Nortel Networks plans aggressive growth in the Asia-Pacific region over the next two to three years, hoping to capitalize on demand for network gear and services in rapidly growing markets such as India and China, a Reuters report said.
Last year, the region accounted for 16% of Nortel's total revenue.
The company wants to see that jump to between 20% and 25% in the next several years, Francois Lancon, Nortel's executive in charge of Asia-Pacific, quoted by the Reuters report said.
However, the company is set to face difficulties, according to analysts.
'It is a laudable goal,' Ed Snyder, an analyst at Charter Equity Research said. 'It's going to be very difficult to do.'
Indeed, Asia is ground zero of the bare-knuckles cost competition that Nortel and some of its peers have blamed for dented revenue lines, poor profits and tight margins.
Even Lancon described the endeavor as 'pretty ambitious,' the Reuters report said.
Nortel, North America's biggest maker of telephone equipment, has picked faster network technology, next-generation WiMax wireless products and communications that integrate the phone closely with desktop computers as among its big Asian bets.
To be successful, Nortel is trying to set itself apart on technology and long-term value -- instead of going head-to-head on price with low-cost Asian vendors such as Huawei Technologies.
'If you are competitive in Asia, you're competitive in the rest of the world,' Lancon further said.
Indeed, a few recent wins seem to suggest the company is holding its own.

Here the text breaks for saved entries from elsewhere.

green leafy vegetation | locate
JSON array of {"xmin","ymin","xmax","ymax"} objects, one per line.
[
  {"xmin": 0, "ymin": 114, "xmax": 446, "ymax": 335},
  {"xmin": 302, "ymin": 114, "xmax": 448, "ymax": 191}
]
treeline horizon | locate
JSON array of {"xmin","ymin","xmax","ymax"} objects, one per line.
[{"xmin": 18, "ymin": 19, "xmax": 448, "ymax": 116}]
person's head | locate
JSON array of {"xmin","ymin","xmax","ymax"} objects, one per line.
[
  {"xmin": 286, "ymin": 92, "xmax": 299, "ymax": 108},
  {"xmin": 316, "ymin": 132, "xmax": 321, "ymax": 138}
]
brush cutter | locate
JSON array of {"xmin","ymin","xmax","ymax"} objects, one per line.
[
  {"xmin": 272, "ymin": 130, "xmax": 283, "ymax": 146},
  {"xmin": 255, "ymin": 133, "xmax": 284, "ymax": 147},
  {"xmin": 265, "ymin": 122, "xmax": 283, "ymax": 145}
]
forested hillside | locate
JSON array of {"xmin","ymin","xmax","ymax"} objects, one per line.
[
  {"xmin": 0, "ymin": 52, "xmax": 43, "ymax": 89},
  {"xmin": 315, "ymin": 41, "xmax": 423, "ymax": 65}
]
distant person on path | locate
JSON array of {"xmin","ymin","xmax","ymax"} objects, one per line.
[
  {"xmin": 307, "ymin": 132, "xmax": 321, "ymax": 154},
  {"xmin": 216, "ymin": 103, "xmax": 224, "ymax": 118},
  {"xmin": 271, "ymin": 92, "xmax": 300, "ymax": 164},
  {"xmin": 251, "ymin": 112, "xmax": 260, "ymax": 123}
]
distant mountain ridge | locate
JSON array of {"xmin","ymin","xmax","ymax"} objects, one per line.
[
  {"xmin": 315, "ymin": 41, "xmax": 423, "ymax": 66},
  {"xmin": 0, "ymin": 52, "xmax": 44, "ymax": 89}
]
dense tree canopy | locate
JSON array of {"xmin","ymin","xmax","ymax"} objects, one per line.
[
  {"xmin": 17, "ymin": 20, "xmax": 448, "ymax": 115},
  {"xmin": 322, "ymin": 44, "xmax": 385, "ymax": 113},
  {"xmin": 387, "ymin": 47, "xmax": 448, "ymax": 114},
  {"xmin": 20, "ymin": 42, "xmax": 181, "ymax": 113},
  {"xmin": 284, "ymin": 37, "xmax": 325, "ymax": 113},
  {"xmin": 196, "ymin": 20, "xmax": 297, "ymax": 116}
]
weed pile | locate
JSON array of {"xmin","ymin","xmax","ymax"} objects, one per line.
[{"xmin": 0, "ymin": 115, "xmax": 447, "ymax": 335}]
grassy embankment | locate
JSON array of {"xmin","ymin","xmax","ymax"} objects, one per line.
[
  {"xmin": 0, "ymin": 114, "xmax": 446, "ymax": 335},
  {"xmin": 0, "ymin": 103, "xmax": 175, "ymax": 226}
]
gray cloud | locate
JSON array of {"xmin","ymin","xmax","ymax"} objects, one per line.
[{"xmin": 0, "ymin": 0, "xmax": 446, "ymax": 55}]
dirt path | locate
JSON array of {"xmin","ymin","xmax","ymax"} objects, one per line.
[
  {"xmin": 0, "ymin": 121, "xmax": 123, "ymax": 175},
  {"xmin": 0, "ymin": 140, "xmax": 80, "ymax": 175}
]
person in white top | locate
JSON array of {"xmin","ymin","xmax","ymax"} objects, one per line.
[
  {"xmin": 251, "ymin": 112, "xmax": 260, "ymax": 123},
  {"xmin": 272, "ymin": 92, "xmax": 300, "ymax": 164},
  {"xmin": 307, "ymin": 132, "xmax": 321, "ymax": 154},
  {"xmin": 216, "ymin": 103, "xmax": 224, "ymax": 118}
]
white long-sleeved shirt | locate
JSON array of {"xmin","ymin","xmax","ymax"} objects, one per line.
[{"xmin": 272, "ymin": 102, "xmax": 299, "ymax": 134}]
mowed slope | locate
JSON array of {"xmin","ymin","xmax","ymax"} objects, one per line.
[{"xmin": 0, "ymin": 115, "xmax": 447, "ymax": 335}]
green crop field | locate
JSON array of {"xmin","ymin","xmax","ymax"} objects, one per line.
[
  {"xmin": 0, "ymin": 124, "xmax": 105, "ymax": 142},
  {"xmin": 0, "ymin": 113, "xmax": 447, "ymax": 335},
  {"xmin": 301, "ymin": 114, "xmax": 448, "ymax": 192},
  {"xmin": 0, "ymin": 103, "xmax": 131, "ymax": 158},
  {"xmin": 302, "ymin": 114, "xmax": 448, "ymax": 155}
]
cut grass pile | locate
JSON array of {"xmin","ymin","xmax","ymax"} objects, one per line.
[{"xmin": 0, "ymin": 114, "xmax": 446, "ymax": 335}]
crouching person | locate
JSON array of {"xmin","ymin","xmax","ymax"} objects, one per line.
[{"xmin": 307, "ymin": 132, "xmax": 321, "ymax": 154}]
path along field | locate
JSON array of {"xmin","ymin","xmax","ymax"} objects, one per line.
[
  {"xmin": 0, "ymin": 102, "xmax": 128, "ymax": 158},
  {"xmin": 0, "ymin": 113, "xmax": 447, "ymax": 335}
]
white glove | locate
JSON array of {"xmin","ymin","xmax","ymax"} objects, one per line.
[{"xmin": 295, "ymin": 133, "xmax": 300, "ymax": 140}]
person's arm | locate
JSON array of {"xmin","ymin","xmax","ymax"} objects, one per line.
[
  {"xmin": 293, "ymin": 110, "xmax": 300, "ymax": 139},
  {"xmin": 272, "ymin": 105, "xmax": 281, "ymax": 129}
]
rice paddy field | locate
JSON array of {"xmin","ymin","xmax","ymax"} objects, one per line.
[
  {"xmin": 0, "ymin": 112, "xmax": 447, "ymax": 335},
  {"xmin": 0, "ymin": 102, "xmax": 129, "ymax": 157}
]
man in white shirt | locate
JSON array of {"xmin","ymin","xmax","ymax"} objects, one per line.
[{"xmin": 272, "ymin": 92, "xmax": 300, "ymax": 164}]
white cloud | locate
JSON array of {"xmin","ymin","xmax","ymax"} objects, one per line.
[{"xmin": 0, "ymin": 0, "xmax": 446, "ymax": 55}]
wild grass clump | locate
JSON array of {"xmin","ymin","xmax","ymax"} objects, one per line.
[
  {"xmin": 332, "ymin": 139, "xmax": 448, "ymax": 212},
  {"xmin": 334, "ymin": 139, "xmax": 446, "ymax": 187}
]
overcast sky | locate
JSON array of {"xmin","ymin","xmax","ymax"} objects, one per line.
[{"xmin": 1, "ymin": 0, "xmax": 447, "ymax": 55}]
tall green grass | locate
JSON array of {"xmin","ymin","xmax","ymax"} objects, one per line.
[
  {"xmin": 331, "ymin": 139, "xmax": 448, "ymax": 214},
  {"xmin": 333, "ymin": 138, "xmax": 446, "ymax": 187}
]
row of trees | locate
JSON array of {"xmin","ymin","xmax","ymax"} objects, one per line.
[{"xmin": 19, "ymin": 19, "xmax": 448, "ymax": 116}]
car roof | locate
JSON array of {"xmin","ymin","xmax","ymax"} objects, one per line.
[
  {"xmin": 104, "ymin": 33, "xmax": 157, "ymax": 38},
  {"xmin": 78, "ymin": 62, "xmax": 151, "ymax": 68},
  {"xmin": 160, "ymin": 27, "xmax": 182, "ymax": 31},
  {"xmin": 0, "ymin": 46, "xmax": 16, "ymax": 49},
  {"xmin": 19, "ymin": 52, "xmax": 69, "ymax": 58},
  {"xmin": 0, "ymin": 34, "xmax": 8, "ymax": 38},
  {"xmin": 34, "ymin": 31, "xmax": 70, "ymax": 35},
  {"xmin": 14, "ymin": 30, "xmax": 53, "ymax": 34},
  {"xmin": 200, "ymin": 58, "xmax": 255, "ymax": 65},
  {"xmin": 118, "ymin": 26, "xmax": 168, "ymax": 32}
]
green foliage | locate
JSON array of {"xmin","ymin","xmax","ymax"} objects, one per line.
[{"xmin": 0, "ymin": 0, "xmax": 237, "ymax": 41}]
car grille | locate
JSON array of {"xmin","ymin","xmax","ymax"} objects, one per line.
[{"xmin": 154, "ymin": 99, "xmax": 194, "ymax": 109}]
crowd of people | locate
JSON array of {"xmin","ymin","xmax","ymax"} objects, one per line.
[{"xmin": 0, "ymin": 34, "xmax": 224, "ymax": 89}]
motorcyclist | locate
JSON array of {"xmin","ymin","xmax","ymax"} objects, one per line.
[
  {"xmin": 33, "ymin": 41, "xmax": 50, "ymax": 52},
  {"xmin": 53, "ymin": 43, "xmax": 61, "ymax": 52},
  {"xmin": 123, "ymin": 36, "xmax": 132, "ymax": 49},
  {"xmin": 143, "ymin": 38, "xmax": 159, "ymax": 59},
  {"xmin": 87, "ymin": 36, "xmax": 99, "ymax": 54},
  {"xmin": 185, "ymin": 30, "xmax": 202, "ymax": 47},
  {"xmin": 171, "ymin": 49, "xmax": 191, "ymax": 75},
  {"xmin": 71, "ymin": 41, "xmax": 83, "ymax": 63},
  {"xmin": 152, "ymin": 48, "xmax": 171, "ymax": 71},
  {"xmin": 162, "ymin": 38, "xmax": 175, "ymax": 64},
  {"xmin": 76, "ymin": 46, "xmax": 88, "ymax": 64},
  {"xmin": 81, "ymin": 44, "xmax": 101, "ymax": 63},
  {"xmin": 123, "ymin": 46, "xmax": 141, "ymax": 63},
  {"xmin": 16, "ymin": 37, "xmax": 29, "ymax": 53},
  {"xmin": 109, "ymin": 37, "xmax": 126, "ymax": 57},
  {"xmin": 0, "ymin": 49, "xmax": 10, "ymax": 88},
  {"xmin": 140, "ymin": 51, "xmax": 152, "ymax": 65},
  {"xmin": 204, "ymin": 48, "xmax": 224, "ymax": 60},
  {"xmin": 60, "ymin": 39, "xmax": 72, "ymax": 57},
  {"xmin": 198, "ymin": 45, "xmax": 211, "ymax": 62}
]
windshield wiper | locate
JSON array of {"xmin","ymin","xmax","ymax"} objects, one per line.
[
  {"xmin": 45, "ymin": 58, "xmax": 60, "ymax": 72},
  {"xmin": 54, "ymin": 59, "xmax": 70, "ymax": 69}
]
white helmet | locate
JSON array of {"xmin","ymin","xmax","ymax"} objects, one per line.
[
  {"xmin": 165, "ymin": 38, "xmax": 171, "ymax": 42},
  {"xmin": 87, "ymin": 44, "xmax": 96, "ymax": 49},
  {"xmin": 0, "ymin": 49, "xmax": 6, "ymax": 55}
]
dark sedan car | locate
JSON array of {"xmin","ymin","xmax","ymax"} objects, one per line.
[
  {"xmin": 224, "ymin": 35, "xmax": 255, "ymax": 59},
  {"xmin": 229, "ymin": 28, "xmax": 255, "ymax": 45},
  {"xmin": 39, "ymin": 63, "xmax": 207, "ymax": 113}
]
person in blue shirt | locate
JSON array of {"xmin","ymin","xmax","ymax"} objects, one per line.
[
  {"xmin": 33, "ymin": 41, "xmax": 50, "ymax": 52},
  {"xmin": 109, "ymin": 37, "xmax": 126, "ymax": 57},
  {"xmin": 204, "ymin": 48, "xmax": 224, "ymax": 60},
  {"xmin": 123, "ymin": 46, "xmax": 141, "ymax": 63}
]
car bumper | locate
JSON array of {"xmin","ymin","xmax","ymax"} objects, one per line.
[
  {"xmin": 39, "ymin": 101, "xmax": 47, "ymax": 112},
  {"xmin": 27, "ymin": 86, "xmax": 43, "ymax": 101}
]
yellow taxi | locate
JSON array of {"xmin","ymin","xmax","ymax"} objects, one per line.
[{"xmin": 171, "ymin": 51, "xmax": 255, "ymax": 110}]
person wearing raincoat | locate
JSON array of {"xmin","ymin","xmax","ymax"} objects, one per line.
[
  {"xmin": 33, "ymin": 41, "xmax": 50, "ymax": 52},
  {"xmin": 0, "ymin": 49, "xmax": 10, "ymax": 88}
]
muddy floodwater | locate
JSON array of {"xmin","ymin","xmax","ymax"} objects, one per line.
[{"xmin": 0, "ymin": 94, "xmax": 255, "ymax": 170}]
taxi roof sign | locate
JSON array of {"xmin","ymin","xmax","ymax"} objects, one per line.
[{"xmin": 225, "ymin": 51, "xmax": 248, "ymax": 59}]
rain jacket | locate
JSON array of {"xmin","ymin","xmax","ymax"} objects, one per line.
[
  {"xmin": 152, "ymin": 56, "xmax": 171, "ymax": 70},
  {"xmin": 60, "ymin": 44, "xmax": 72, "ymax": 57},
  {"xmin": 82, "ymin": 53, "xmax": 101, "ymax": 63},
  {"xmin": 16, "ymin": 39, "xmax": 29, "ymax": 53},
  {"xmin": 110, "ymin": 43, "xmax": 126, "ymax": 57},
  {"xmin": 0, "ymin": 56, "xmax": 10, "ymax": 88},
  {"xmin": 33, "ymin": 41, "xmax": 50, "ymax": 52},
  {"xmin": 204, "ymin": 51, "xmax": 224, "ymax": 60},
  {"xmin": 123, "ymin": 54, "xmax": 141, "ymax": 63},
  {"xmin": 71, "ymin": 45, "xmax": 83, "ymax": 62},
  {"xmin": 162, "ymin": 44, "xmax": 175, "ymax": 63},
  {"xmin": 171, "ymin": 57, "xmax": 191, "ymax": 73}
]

Last week, Southern Cross Cables, which provides internet connectivity between Australia, New Zealand, Fiji, Hawaii and the US mainland, chose Nortel's new 40 gigabit technology, which lets it provide four times the bandwidth it had offered previously.The company also announced last week that China's water resources ministry had picked Nortel to provide voice, data and video communications products that link employees in 31 provinces.